Plot Twist — Eel Sauce Isn't Made Of Anything Fishy

If you've ever enjoyed an eel and rice bowl or a piece of unagi nigiri, then you've had eel sauce. This thick, sweet-and-savory sauce is called unagi no tare in Japanese, as "unagi" refers to eel and "tare" refers to sauces used as a glaze or dip. Eel can be enjoyed in many ways, but this sauce is usually used for grilled eel, called unagi kabayaki. Historically, this special sauce was also made with eel broth. Today, however, the sauce itself is rarely made with anything from the sea. Its name generally refers to what it's served with, not how it is made.

Eel sauce relies on the classic Japanese combination of soy sauce, sugar, sake, and mirin (a sweet cooking wine.) These ingredients are simmered together until a thick, glaze-like condiment is formed. It has an intensely savory flavor from the soy sauce, while the sake and mirin provide tang, sweetness, and brightness. It should have a texture that is thick and glossy, while still being pourable. It's best to turn to dry mirin and sake for the sauce. A sweeter or rounder sake can throw the balance off, making the dish (which already contains sugar) too sweet.

How to use eel sauce

Both freshwater and seawater eels are enjoyed in Japan, but unagi sauce is usually eaten with the freshwater variety. This condiment also has many other uses beyond its namesake. Because unagi is grilled, the sauce work well with other grilled foods. This includes dishes like yakitori, a popular Japanese bar food of skewered chicken cooked over hot coals and glazed with sauce. Yakitori is usually glazed with its own tare, which might slightly differ from unagi no tare, but eel sauce can work just as well.

In America, eel sauce is found on plenty of other sushi preparations that use different fish. Similarly, you can use the sauce to flavor the filling in onigiri rice balls. Try it with pork belly onigiri. And since most modern eel sauce is actually vegan, it can add big umami flavors to vegetarian dishes like fried tofu or grilled eggplant. 

Eel sauce will also keep for a long time.

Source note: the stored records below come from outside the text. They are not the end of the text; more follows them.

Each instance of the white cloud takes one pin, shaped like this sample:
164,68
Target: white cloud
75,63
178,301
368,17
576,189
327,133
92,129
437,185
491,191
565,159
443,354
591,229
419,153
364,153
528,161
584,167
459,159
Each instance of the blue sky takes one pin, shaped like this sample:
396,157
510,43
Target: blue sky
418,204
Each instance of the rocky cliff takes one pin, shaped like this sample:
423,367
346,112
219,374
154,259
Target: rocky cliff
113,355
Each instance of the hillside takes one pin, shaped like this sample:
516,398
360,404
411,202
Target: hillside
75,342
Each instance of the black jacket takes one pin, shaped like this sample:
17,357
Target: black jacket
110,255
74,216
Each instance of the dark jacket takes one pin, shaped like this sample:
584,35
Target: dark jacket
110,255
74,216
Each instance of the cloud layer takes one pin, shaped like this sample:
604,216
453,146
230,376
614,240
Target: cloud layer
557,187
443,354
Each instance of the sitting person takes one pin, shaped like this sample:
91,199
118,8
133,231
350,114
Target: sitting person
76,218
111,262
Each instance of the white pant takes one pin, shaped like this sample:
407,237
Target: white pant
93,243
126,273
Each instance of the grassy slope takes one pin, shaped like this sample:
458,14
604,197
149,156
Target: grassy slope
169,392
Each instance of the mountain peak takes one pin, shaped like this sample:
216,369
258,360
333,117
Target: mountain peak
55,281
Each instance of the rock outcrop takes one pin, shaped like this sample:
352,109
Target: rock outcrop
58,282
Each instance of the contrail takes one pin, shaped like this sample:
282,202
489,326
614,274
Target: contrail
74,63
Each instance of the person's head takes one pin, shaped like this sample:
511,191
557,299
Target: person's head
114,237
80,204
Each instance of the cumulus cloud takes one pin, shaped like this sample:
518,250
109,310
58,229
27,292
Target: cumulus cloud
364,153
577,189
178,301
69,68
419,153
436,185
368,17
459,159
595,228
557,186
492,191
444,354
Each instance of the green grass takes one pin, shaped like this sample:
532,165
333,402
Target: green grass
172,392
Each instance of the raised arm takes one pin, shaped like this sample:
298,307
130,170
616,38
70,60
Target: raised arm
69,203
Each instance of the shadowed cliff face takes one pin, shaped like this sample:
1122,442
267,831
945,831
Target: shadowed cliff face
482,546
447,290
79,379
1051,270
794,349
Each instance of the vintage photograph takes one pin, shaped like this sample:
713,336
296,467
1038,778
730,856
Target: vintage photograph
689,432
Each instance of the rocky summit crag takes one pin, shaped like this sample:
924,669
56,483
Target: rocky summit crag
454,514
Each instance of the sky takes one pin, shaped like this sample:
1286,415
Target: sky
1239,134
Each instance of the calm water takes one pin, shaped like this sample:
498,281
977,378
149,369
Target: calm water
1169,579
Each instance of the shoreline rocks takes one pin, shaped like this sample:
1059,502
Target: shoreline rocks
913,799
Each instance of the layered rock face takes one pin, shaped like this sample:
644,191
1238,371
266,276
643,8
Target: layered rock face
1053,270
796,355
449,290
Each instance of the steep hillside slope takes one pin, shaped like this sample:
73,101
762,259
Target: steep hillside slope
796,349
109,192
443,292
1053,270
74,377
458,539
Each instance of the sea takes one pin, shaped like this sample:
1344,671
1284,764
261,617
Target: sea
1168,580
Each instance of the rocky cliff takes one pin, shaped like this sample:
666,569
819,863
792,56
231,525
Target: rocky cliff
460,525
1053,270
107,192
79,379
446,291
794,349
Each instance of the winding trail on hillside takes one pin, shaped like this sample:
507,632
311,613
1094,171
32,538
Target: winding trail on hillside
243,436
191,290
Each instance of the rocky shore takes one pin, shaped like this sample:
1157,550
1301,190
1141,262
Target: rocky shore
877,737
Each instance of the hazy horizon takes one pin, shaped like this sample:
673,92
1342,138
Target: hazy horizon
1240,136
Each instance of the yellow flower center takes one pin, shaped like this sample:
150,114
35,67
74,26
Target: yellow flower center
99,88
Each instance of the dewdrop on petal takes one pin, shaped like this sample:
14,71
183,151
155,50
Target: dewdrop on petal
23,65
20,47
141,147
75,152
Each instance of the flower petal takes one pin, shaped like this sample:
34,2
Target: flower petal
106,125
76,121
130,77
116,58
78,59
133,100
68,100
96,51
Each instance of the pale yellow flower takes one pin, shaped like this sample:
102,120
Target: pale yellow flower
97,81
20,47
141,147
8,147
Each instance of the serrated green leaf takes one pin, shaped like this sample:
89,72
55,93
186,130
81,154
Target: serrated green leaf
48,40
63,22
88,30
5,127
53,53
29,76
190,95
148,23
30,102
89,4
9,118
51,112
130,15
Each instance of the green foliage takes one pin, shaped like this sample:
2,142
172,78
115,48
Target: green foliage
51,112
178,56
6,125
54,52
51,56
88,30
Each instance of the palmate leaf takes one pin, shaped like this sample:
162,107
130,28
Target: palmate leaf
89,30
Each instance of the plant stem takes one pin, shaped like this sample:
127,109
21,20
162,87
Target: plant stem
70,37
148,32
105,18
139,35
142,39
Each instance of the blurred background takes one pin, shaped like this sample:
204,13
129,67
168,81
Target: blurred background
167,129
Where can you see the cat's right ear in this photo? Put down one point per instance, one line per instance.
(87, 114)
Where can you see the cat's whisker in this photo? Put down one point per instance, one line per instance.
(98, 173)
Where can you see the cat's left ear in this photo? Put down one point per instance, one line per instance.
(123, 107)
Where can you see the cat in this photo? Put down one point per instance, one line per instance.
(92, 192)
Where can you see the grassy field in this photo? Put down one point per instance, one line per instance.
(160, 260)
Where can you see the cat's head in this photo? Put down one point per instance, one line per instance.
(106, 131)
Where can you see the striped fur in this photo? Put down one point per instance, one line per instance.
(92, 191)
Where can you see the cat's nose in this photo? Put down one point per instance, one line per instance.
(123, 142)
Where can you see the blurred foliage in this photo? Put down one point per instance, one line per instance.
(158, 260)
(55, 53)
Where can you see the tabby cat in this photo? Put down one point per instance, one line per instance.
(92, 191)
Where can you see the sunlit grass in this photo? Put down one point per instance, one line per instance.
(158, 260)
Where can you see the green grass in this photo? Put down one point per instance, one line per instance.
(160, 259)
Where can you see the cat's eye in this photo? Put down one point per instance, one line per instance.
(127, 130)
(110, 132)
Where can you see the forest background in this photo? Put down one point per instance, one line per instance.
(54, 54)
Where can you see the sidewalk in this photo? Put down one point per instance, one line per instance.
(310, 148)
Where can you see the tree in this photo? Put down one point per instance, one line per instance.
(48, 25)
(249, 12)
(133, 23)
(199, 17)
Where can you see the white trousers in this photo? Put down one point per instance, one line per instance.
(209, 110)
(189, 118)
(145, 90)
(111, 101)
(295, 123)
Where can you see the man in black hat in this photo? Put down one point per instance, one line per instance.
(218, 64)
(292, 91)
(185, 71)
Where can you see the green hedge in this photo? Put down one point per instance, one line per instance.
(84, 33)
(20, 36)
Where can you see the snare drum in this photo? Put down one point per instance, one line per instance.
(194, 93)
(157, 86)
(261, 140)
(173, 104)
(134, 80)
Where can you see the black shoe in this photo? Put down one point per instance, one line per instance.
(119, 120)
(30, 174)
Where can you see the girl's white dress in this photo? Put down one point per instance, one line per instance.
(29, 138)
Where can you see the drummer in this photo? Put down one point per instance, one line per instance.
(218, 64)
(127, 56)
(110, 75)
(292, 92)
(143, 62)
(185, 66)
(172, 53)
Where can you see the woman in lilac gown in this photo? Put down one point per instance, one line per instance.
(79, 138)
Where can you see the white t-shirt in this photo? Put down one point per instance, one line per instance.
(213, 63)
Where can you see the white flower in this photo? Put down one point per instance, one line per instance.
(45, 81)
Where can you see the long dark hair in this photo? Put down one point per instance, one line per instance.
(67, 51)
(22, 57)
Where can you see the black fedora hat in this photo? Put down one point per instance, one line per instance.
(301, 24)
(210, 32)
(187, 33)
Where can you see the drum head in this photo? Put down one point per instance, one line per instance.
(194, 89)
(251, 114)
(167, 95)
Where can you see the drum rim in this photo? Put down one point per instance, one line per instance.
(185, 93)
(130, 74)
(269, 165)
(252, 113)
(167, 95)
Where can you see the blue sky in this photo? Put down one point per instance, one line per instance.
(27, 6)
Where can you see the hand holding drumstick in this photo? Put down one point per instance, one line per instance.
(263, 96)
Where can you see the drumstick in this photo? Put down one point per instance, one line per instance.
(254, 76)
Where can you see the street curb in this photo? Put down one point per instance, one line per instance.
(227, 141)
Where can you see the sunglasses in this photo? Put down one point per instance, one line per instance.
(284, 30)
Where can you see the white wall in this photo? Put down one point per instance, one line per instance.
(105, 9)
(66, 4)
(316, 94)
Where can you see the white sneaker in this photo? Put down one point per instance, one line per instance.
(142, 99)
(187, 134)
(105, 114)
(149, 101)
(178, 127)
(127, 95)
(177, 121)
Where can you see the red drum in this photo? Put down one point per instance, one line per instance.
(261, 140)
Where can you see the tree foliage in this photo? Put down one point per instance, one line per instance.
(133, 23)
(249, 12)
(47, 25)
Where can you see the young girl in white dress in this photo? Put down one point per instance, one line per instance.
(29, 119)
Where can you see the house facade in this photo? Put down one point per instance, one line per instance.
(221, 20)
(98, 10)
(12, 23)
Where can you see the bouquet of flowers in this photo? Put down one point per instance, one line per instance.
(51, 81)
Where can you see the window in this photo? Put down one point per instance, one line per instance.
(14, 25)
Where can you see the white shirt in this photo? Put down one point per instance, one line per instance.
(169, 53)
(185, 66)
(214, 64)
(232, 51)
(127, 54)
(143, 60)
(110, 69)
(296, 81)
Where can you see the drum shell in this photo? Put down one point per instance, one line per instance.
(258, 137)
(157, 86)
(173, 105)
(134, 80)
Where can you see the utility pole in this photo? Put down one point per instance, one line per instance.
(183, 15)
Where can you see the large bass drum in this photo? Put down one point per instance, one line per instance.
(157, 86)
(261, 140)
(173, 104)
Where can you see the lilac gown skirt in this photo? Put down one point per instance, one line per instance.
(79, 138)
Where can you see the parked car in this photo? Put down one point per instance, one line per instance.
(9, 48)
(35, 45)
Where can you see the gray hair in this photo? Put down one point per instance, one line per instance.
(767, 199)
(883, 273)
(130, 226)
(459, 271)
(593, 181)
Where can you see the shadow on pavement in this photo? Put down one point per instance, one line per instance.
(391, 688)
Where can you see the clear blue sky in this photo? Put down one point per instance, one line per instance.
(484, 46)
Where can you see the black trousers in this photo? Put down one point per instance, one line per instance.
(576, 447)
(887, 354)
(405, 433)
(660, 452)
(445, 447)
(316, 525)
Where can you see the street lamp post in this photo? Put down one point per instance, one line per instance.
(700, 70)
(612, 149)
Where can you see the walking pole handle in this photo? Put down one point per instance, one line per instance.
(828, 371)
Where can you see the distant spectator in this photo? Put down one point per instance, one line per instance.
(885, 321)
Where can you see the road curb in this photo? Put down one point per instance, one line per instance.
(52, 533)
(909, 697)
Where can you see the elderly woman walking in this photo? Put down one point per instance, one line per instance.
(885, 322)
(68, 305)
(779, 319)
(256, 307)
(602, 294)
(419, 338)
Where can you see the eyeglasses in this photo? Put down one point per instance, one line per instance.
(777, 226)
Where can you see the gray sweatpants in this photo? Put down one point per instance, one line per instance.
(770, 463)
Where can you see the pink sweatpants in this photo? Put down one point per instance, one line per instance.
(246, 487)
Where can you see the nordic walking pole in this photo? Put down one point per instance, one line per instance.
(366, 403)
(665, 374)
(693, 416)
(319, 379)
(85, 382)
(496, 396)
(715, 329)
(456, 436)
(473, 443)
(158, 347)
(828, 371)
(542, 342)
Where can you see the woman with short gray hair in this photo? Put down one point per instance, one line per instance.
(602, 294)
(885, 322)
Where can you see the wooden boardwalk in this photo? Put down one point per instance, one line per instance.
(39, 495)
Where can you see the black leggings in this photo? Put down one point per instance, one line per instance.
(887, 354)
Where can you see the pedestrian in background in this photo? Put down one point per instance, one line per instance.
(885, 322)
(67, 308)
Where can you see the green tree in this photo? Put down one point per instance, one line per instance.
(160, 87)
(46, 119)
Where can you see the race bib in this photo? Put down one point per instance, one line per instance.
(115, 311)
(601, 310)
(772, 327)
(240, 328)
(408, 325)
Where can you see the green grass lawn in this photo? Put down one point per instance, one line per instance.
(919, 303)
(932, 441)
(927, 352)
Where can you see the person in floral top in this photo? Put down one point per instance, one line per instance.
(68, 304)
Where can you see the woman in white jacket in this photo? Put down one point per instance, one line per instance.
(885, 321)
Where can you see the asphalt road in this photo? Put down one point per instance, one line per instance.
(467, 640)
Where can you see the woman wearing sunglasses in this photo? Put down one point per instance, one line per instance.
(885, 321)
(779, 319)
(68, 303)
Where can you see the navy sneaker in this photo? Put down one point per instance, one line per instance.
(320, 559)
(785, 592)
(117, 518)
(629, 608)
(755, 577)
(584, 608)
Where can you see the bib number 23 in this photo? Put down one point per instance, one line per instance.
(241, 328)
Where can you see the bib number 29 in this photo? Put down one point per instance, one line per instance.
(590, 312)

In Japan, unagi restaurants use the same batch of sauce for years, making more and adding it to the original base as needed. The sauce is consistently sterilized through the cooking process. For home cooks, it's probably best to play it safe and only keep eel sauce in the fridge for up to three months. Bottled or homemade versions of this condiment last a while because they're packed with salt and sugar.

The history of eel sauce

Eel has been eaten in Japan for centuries, with a poem from the 8th century extolling the virtues of catching and eating this animal. The popularity of unagi kabayaki can be traced to the Edo Period, which lasted from 1603 to 1868. Legend says that the dish spiked in popularity due to the efforts of 18th century polymath and inventor Hiraga Gennai, who popularized eating eel on the Day of the Ox.

Known as "Ushi no Hi" in Japanese, this day comes four times a year, but is most famously commemorated in the middle of summer. The idea was that eating unagi, which also starts with a "u," would bring good fortune on this day, and the rich eel would banish summer fatigue and keep one's strength up. Butterflied and grilled unagi became a staple during this period. 

Unagi sauce was developed concurrently with this style of preparing eel. A lighter sauce was first used, but when Japan's soy sauce and sugar industries grew and began churning out more product, the thicker unagi sauce was born. Unagi is predominantly eaten in two styles today. In the Tokyo or Kanto style, the eel is grilled, steamed, grilled again, then sauced. This causes the eel to plump up, and it gives it a softer texture. In the Osaka style, the eel is cooked only via grilling and is brushed with the sauce throughout. This gives it a crispier texture, and the sauce has a stronger presence.